Los cambios que este deporte acarreó en los últimos cuarenta o cincuenta años hicieron visible una profunda transformación: del fútbol “de potrero” a la  primacía de lo físico; de la improvisación a la obsesión por la estrategia; del azar, que es hijo del juego, al “ganar a cualquier costo”. No quiero pecar de ingenuo: la historieta es bien conocida. El chiquero actual se alimenta de partidos arreglados, representantes y dirigentes corruptos, lavados de todo tipo, “amiguismo” y derechos televisivos. A eso sumémosle futbolistas con cassette y con coiffeur y la hoguera de vanidades se vuelve un verdadero infierno.

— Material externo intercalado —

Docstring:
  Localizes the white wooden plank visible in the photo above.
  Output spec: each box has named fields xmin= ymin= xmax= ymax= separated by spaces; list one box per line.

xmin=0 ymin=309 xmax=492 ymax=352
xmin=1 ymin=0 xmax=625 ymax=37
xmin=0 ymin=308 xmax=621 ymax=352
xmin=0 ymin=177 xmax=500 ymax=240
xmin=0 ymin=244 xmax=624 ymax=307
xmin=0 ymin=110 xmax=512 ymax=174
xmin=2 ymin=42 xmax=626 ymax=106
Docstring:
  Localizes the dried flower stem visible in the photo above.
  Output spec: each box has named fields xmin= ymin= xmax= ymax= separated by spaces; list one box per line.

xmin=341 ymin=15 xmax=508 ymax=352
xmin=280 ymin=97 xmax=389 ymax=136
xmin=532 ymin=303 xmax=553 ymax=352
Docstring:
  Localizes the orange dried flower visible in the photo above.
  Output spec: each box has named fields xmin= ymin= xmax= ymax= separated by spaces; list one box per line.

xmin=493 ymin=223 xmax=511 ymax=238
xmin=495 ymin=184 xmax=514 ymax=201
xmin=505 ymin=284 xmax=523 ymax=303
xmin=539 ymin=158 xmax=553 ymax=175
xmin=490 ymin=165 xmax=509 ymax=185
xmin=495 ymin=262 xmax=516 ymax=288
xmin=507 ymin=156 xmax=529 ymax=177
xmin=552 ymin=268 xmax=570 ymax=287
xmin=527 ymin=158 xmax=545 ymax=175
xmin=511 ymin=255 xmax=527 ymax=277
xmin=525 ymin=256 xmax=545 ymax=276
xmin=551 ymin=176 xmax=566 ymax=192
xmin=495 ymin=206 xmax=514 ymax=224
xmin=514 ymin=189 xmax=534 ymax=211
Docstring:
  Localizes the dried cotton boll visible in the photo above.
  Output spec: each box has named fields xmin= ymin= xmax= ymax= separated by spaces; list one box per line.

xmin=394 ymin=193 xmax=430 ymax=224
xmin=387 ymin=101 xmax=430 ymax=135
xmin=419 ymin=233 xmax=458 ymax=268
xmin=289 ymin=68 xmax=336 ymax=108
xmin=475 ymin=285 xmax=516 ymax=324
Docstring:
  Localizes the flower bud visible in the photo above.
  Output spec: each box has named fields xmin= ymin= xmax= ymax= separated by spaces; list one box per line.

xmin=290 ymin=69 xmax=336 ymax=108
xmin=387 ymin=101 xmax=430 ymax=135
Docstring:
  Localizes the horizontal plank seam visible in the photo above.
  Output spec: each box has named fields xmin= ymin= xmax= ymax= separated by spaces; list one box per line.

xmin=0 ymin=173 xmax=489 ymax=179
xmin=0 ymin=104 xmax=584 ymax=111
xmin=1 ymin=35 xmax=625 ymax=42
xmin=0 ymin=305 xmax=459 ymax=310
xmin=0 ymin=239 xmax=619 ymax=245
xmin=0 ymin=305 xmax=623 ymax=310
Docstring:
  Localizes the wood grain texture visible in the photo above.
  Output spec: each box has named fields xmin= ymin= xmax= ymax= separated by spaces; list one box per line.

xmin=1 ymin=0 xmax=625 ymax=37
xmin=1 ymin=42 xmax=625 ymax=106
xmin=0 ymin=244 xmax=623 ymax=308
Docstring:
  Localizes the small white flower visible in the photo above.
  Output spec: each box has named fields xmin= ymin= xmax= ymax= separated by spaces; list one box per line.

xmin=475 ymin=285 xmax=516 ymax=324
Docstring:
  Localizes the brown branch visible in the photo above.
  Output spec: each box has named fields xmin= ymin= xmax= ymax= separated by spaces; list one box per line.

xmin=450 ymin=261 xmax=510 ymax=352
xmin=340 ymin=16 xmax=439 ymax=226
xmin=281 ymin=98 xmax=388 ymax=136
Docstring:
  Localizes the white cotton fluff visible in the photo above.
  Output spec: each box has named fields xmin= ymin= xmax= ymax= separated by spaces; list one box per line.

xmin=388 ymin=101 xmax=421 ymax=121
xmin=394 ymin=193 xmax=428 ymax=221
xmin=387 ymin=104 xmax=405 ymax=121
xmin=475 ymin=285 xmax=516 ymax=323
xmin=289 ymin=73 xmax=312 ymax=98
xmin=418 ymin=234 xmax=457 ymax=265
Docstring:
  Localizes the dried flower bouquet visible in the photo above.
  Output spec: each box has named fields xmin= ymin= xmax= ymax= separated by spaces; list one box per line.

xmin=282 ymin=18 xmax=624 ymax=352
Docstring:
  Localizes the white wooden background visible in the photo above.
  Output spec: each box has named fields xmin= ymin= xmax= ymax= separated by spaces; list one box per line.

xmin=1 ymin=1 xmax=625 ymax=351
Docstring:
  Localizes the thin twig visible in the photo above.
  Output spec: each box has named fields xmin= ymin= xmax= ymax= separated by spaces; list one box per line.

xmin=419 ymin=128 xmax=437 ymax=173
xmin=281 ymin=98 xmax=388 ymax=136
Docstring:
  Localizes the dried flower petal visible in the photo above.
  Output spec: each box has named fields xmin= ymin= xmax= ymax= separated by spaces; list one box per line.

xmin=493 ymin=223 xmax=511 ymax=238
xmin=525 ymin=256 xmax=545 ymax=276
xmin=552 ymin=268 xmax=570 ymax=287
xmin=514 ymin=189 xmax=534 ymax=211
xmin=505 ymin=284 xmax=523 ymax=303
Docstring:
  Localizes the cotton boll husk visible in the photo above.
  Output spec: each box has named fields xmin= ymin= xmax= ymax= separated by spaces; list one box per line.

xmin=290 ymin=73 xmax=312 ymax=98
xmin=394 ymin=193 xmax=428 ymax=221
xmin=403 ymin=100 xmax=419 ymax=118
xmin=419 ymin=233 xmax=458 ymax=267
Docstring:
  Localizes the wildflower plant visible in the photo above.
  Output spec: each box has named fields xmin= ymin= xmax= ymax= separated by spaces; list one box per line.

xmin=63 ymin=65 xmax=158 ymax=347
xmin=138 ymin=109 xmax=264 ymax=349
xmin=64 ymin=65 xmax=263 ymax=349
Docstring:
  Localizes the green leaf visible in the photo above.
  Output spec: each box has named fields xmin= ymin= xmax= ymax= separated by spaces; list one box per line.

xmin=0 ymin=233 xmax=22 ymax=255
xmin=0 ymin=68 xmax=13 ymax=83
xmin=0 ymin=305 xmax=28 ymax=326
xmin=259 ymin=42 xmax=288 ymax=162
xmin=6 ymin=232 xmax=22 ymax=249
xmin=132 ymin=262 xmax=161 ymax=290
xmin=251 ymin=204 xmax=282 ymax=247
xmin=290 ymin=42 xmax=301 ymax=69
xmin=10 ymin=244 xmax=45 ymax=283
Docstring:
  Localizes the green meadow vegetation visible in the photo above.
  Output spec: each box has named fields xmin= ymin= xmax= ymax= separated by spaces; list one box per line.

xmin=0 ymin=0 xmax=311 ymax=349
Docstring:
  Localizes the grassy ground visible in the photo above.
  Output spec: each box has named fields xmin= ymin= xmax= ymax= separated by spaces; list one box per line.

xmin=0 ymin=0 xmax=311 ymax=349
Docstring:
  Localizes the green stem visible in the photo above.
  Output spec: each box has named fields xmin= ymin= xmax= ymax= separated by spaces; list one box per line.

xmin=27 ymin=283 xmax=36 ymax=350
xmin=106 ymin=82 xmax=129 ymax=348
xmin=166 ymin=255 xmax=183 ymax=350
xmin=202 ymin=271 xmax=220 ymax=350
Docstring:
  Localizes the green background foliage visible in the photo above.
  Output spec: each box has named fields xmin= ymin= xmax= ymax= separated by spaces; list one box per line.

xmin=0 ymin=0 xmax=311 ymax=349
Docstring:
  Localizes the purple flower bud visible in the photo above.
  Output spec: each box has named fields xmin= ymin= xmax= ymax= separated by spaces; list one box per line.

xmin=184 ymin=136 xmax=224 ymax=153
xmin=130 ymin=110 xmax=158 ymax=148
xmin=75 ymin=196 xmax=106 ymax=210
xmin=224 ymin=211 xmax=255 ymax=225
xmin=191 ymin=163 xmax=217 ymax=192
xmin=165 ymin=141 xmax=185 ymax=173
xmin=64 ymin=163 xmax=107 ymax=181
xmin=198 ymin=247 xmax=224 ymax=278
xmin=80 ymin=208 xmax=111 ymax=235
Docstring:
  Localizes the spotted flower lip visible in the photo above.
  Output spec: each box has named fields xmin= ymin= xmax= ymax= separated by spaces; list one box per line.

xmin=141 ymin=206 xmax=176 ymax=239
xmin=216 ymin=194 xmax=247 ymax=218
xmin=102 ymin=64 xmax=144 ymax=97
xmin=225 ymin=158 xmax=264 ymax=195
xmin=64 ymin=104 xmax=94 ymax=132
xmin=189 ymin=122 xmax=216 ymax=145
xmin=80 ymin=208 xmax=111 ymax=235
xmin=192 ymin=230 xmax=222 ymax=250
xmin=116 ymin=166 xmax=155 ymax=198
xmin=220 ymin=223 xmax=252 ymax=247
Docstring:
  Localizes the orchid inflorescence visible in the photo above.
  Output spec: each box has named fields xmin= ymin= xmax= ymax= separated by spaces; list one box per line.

Con todo, cuesta creer que hasta no hace mucho las multitudes acudieran a los estadios cautivadas por los líricos, los verdaderos jugadores. Se hinchaba, cómo no, por un equipo, para que ganara. Pero había algo más importante: ante todo se imponía el espectáculo.

Al repasar algunas entrevistas a este mago charrúa se vislumbra el viejo y querido motivo del doble del cual la literatura siempre se ha nutrido. Hay en Carlovich una disociación fascinante, propia de los superhéroes. Es como si Tomás Felipe  fuera el alter ego del popular Trinche, a quien las gentes iban a ver jugar a las poceadas  canchas del ascenso. ¿O era al revés? ¿Quién fue en realidad este hombre a quien muy pocos dicen haber visto jugar y del cual  prácticamente no existen filmaciones? Porque, miren, la plebe futbolera quiere saber, constatar… y todo un jurado carnicero querría posar sobre sus piernas una cámara superlenta de altísima definición que verifique qué tan bueno era, si tenía -como dicen muchos- atributos de tal o cual jugador. Que si hubiera entrenado más… que si no hubiera ido a pescar… que si le hubiera gustado menos la noche... “El hombre que no quiso ser Maradona”, titularon brutalmente algunos matutinos. “A veces no se da”, solía repetir una y otra vez este “artista enjaulado” a manera de justificación, cuando le preguntaban por qué no había llegado “más alto”.

Sin embargo, los grandes peces son aquellos que no se dejan atrapar. Nadan en las profundidades, viven como distraídos de sí mismos, restándose importancia, un poco corridos hacia el costado. Y en el fondo les deben dar gracia estas suposiciones. No se dejan comparar con nadie porque en lo que dura su paso por el mundo viven preocupados por jugar a ser ellos mismos.

Allí está Carlovich, clarito, nítido. Hay que saber mirar bien porque no lo televisa ningún canal. Persona y personaje flotan fundidos en un aire difuso, el de la melancolía ingenua de los ilusionistas que sonríen al comprobar que intentamos adivinarles los trucos. No hay que preocuparse. Su recuerdo volverá, a lo mejor, para recordarnos que el fútbol es ni más ni menos que  un juego.